Let me make a (hypothetical) example: Let's say QUIC packets had some publicly available "version" field. The implementation as it's used now is setting that to 1.
Now middleboxes start "gaining" support for QUIC and as "everybody" knows, the only widely deployed version is 1, so these middleboxes start to treat every other value of that field as a possible attack and drop such packets.
Now, years later, we want a new version of QUIC, but unfortunately, the most widely deployed (and never updated) middleboxes out there assume any version but 1 to be malicious.
Which leaves us with a "version" field that practically has to be set to 1, so now we need another way to flag the new packets. Maybe a "real_version" field? Who knows? We'll have to try various things until the majority of the middle-boxes currently deployed are fooled.
Also, it will likely be impossible to fool them all, so even when we get around the majority of the boxes, we'll still exclude some people from being able to reach QUIC 2 servers. Sure - it will be a very small amount, but it won't be zero.
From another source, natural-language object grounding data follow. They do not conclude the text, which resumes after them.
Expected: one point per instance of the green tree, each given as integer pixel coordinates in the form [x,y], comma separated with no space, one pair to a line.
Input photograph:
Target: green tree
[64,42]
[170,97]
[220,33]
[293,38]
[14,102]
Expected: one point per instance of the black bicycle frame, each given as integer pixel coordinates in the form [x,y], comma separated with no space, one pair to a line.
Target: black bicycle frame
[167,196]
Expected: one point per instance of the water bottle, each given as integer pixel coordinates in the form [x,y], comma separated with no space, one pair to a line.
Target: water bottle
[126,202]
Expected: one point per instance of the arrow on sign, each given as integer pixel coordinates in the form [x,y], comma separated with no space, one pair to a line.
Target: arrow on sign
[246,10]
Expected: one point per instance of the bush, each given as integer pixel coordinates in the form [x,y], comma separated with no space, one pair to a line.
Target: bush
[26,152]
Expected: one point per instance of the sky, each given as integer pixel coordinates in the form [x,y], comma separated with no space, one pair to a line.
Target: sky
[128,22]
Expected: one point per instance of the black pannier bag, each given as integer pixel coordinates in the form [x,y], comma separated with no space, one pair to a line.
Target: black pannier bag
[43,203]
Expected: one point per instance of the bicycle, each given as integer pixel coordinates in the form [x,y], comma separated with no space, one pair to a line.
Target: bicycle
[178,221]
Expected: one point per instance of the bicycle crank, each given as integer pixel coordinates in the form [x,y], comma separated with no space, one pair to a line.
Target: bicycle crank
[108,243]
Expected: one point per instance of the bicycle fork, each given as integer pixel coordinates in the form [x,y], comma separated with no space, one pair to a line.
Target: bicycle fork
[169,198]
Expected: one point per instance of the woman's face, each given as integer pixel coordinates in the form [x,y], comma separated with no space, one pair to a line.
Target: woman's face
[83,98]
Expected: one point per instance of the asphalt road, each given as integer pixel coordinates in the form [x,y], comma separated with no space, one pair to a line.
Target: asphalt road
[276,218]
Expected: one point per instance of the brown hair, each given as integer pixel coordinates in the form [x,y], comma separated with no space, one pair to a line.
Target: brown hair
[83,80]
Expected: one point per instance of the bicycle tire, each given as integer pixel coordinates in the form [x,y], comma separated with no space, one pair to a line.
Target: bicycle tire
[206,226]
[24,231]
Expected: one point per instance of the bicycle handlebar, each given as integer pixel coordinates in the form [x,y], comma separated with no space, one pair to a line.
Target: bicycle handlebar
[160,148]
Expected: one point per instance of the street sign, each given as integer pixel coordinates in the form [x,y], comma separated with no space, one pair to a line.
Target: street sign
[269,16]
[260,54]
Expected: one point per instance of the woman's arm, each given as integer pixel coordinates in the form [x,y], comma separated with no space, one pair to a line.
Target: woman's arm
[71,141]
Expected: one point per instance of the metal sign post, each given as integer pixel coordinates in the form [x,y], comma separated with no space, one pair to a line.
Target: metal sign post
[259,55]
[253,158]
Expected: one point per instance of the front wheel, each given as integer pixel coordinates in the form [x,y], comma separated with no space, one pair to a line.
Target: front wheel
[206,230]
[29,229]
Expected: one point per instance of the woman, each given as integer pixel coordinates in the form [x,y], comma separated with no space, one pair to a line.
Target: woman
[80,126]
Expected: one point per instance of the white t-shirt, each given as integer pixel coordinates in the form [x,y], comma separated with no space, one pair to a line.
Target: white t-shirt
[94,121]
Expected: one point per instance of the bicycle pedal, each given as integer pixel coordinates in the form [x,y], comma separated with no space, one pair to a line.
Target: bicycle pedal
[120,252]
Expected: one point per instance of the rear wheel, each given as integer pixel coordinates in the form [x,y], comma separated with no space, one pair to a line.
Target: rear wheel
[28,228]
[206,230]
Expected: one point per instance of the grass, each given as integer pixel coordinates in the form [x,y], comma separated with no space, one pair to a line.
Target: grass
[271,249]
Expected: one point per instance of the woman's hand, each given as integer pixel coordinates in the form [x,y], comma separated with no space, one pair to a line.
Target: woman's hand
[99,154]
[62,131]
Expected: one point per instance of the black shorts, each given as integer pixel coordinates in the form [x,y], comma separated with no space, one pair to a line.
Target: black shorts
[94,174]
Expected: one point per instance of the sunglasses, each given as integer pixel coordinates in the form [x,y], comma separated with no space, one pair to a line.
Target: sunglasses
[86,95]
This isn't just theoretical. We had this problem just now with TLS 1.3. Since the beginning SSL and then TLS had version fields in order for clients and servers to negotiate the SSL version to use.
Unfortunately, because of precisely this problem, that field stopped being useable years ago where even the 1.2 negotiation had to happen using a workaround which then promptly also stopped working for 1.3.
By not exposing anything but random noise as part of a QUIC packet, the protocol designers aim to prevent this from happening. If all a "transparent" proxy sees is random noise, they can decide to not support QUIC at all or to support all of it. They can't decide on a "safe" subset and burn that into the internet for all eternity.